Sunday, April 3, 2011

Parkinson's Awareness Month

The picture above is the symbol for Parkinson's Awareness (PD).  It is only fitting that in Parkinson's Awareness Month Jim is having his 2nd Deep Brain Stimulation surgery.  His tremor started out on the right side.   He had DBS done in 2006.  It, along with medication controls the symptoms, allowing him to write, drive, feed himself and do the other neccessities of life.  Another tremor has now started on the left side.  since he is right handed he was able to put this surgery off, however the cramping that goes along with the tremor has become too distracting.

I am consatantly bombarded with people wanting me to donated to the Heart association, Breast Cancer research MS and many others, how long will it take for people to have an awareness of Parkinson's?  This disease  it like being slowly tortured over a period of as long as 30 years.  Imganie if you were to do isometric exercises 24/7 how you would feel--that is what many PD patients have to contend with.

PD is when the dopamine producing cells of the brain start to die.  By the time a person is diagnosed with PD they have already lost up to one third of these precious cells.  PD, although not believed to be hereditary, does tend to run in some families.  The weakness is in the body and it waits until it has a trigger to start the disease.

In Jim's case there are no family members who had the disease.  While putting himself though college he worked one summer at the Diamond Shamrock plant in Pasadena, Texas.  He was put down into a storage tank with oxgen and protective garments to clean it.  He was monitored on a regular basis for chemical poisoning.  When he tested positive for Mercury poisoning they put him on another job.  I wonder why he wasn't taken off that job before he tested positive?  Or why didn't they provide him with medical support for the future if he did develop any debilitaing effects from the poisoning?

Every PD patient, although suffering from the loss of the same type of cells, has a unique reaction to the loss.  Some have what is called freezing, where they take a step and cannot stop the forward motion, some have tremors, and some have both.  DBS does not help those whose symtoms are slowness of movement and freezing.  DBS also does not cure or stop the progression of the disease.  It continues to progress and debilitate.  When Jim was diagnosed 16 years ago, I asked the doctor, "How soon will there be a cure?"  He told me it was about 5 years away.  When Jim had his DBS in 2006, the answer was the same.  And now 16 years later there still in no cure.  No one cares until it affects them or their family.

Sunday, March 27, 2011

Spring...perhaps?

Jim found this little guy on the sidewalk this AM. I ever so carefully let him climb onto my finger and put him in the lavender.

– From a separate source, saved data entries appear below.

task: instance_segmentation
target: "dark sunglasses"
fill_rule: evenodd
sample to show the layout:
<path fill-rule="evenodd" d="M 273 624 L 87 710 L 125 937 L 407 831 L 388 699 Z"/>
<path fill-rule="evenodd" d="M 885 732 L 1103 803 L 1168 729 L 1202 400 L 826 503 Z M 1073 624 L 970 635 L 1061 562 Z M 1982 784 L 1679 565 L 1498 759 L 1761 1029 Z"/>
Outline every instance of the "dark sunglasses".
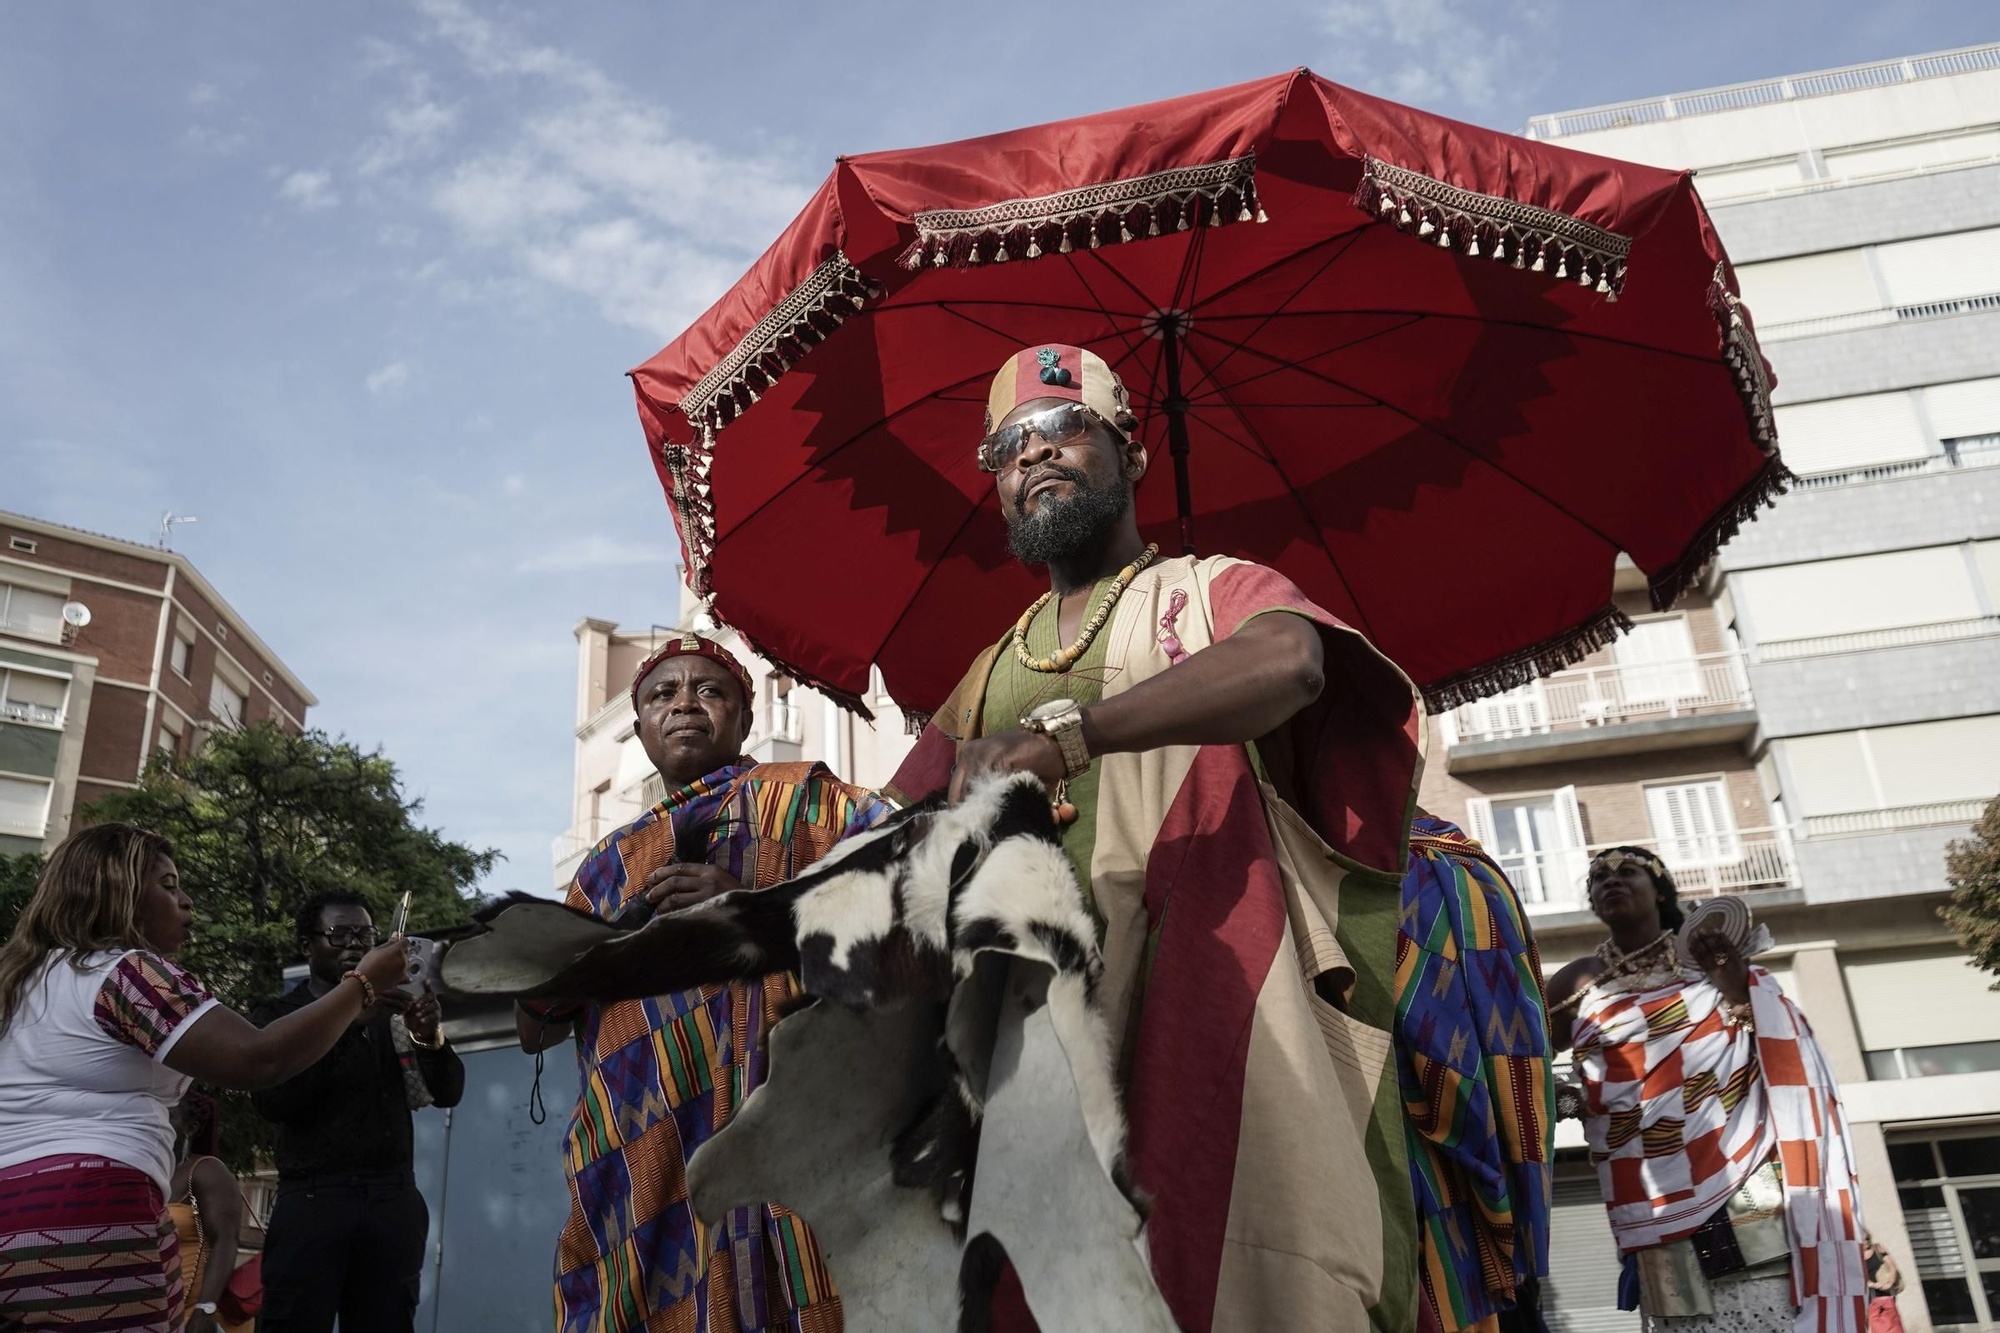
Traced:
<path fill-rule="evenodd" d="M 1073 444 L 1080 444 L 1090 434 L 1092 425 L 1105 427 L 1120 440 L 1127 438 L 1124 431 L 1082 403 L 1063 403 L 1031 417 L 1023 417 L 1011 426 L 1002 426 L 981 440 L 979 470 L 1006 471 L 1021 456 L 1021 451 L 1028 447 L 1030 436 L 1041 436 L 1053 449 L 1067 449 Z"/>
<path fill-rule="evenodd" d="M 346 930 L 315 930 L 313 938 L 325 940 L 328 944 L 335 947 L 342 944 L 358 944 L 364 949 L 373 948 L 375 944 L 375 927 L 351 926 Z"/>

It was in the high 30s, I think he was cold because he would only move his wings if I cupped my hands and blew warm air on him.




Sunday, March 6, 2011

The Teacherage

When public schools started in the mid 1800s only single women were allowed to teach. If they married they gave up their teaching career to stay home with their family. At first a teacher only had to finish HS and take the teaching exam later there were three exams to pass to become a teacher. By the 1920s however teachers were required to have a teaching degree.  They were usually educated at a "State Normal School"  which later became teaching colleges like Sam Houston State and Texas State University.

It was considered improper for a single woman to live outside her parent's or a family member's house, so the commuity provided a place for for the teacher to live with one of the community's families. They were paid very little so having housing  provided was almost a neccessity. In 1940 in Pratt Kansas a teacher made $500 for the year and if the school's money ran short they might not get paid in May. It was paid over the nine months of the school year and they teacher had to find a summer job to hold them over until school started again.

As schools changed from the one room school house and started using many teachers the community would build dorm like housing for all of the teachers to live together. This practice continued into the mid-20th century. Before my mother married she lived in teacherages in Kansas and Oklahoma. Once in Kansas when she taught in a very small school the superintendent had an apartment in his attic for the teacher. That was where she lived--she "took her meals" with the family.
This is a diagram (from my mother's description) of the teacherage

she lived in during WWII in Pratt, Kansas.


In LaMarque, where I attended school , there was a teacherage until about 1960.  In the early 1900s the entire school grades 1 to 12 was housed in one building.  Across the street was the teacherage.   The teacherage later became the LaMarque Independent School District's Administration Building.  The building that had once housed all the grades later became Lamar Elmentary.

In West Texas today some of the very snall rural districts still provide housing for their teachers.  It may no longer be called a teacherage but the concept is the same.